Getting into a discussion or debate between opposing views inevitably plays into the ego game. Games have winners and losers. If opponents decide to play a game that has referees and rules, and agree to abide by those rules, fine. No harm done. The difference is that the ego game, although it also has winners and losers, has no referees or rules. It's more like street fighting. The losers come out of it with feelings of loss, anger, frustration, remorse; the winners come out of it inflated with self-gratification that inspires them to want to play again. The "losers" tend to avoid such contests in the future or try to figure out ways to "get even." The "winners" continue eagerly playing, honing their skills, continually growing their sense of self-importance. On and on it goes, the never ending spiral of samsara. The only way to get ourselves out of it is to say to ourselves, "Stop! Enough!"
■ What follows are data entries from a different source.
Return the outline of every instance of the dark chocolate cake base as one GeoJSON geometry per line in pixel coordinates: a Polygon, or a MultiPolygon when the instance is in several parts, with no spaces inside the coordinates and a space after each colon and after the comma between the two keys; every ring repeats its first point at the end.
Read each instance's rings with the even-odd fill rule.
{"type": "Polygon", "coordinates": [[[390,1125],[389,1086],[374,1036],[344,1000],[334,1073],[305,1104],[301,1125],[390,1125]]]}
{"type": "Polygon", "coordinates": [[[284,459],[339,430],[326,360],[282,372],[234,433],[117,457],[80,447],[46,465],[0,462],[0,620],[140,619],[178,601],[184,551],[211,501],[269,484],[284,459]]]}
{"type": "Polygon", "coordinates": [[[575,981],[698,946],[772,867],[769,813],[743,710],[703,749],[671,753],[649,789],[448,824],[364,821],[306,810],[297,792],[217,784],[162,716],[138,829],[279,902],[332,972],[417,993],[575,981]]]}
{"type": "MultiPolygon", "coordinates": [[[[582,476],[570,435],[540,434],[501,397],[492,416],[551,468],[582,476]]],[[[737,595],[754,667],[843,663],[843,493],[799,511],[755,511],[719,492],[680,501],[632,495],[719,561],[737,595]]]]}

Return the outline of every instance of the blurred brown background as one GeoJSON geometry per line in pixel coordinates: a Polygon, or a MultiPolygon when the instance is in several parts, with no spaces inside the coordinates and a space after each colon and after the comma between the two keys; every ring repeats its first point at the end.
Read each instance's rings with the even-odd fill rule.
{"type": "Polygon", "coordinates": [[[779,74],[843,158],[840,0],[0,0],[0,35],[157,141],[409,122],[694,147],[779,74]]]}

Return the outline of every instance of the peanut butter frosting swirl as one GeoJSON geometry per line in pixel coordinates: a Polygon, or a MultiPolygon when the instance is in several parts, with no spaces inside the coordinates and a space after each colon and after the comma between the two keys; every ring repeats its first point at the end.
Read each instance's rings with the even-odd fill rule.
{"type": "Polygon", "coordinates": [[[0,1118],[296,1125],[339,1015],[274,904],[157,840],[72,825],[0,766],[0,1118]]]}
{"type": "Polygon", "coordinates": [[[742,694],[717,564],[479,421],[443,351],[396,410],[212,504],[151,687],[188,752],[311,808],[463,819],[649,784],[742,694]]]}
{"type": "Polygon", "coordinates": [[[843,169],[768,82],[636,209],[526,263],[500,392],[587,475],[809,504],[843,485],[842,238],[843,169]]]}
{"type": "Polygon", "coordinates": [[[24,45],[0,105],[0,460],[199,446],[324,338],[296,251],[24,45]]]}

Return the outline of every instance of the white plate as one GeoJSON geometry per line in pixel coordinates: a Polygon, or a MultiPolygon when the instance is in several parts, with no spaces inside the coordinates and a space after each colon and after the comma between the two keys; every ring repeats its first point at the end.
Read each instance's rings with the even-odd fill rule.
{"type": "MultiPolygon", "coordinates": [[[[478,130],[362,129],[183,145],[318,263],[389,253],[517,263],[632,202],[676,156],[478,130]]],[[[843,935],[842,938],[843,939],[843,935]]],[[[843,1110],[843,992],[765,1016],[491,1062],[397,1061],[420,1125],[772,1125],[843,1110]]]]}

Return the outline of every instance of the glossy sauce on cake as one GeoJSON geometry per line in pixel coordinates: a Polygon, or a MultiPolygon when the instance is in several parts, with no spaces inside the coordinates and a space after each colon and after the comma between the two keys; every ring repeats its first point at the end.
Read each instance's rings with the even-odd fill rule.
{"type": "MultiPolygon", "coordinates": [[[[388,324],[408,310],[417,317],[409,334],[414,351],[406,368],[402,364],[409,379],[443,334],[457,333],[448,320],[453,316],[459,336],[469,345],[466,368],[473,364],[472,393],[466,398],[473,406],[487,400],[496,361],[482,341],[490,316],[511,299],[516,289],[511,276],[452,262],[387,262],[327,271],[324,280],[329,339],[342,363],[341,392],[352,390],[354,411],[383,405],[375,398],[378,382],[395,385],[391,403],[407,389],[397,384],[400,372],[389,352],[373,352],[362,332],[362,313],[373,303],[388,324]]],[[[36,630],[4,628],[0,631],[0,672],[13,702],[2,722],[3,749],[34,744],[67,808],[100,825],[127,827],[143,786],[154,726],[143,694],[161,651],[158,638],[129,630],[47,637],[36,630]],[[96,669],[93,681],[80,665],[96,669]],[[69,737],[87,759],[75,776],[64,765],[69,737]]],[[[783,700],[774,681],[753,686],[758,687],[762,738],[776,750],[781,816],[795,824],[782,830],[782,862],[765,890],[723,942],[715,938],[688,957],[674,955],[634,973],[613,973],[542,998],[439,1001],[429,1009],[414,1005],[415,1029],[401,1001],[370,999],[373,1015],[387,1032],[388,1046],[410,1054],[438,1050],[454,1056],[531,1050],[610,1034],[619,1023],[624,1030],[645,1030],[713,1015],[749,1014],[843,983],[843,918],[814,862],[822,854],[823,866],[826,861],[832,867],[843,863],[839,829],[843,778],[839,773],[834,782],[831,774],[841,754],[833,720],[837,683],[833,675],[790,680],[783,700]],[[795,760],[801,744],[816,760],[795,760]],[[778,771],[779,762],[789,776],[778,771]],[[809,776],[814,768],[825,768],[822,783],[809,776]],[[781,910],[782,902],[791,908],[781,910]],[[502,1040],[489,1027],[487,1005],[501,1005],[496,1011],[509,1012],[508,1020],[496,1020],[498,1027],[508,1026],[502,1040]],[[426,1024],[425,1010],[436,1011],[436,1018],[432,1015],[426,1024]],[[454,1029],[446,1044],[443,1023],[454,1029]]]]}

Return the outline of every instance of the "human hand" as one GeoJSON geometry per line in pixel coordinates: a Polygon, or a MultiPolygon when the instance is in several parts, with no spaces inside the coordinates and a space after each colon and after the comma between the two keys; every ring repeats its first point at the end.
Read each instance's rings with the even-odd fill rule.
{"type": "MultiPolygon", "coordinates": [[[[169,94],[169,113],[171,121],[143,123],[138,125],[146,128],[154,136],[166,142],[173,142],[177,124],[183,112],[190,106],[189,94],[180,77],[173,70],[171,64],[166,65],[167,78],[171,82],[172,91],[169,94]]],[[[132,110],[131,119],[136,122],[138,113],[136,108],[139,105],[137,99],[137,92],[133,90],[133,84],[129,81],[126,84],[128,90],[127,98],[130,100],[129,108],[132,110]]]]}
Changing someone else must take a backseat to changing ourselves. People won't change themselves, regardless of the help available to them, unless they first want to change. Attempting to help someone who has not recognized suffering and expressed a sincere desire to do something about it is simply pursuing another ego game. It can only cause harm. Remaining silent may offer no help, but at least it also does no harm.
Of course there are appropriate times to help others even if they haven't asked for it: in times of extreme danger or threat to the health or survival of another. In times like these, when there is no time to think about the appropriate response, no opportunity to have a contest of egos, action alone determines the Way. There is no time to make judgment or ask permission. There is no "correct" or "incorrect," no winner, no loser. We simply do what is necessary. In such situations, if we have to have a dialogue with ourselves about whether or not to act, then it is unlikely that we will be able to act according to Dharma and it is unlikely that however wedo end up acting will be of much benefit to others or ourselves.
Working attentively at being aware of what is really going on, what our own true motivations are, every moment, is essential to the Dharma of Right Action. It involves the practice of listening rather than preaching, especially listening to that tiny gap that follows the first impulse to act. We ask ourselves at that point if our response to the situation is based on selfless kindness or self-inflation. Zen's Middle Way instructs us to tend our own garden first while being ready, willing, and available to assist our neighbors with theirs when the need arises.
Chan Master Han Shan's works from over 400 years ago still resonate timelessly:
The person who considers himself superior to others constantly renders judgments and perceives differences. He rigidly deals in opposites: good or bad, right or wrong. If he follows his own standards of fairness, he'll have to reject at least half of creation.
A person who follows the Dharma strives to unify himself with the rest of humanity. He doesn't discriminate and is indifferent to qualitative distinctions. He knows that Buddha Nature is the One, Indivisible Reality. A person who follows the Dharma strives to remain ever conscious of his inclusion in that One.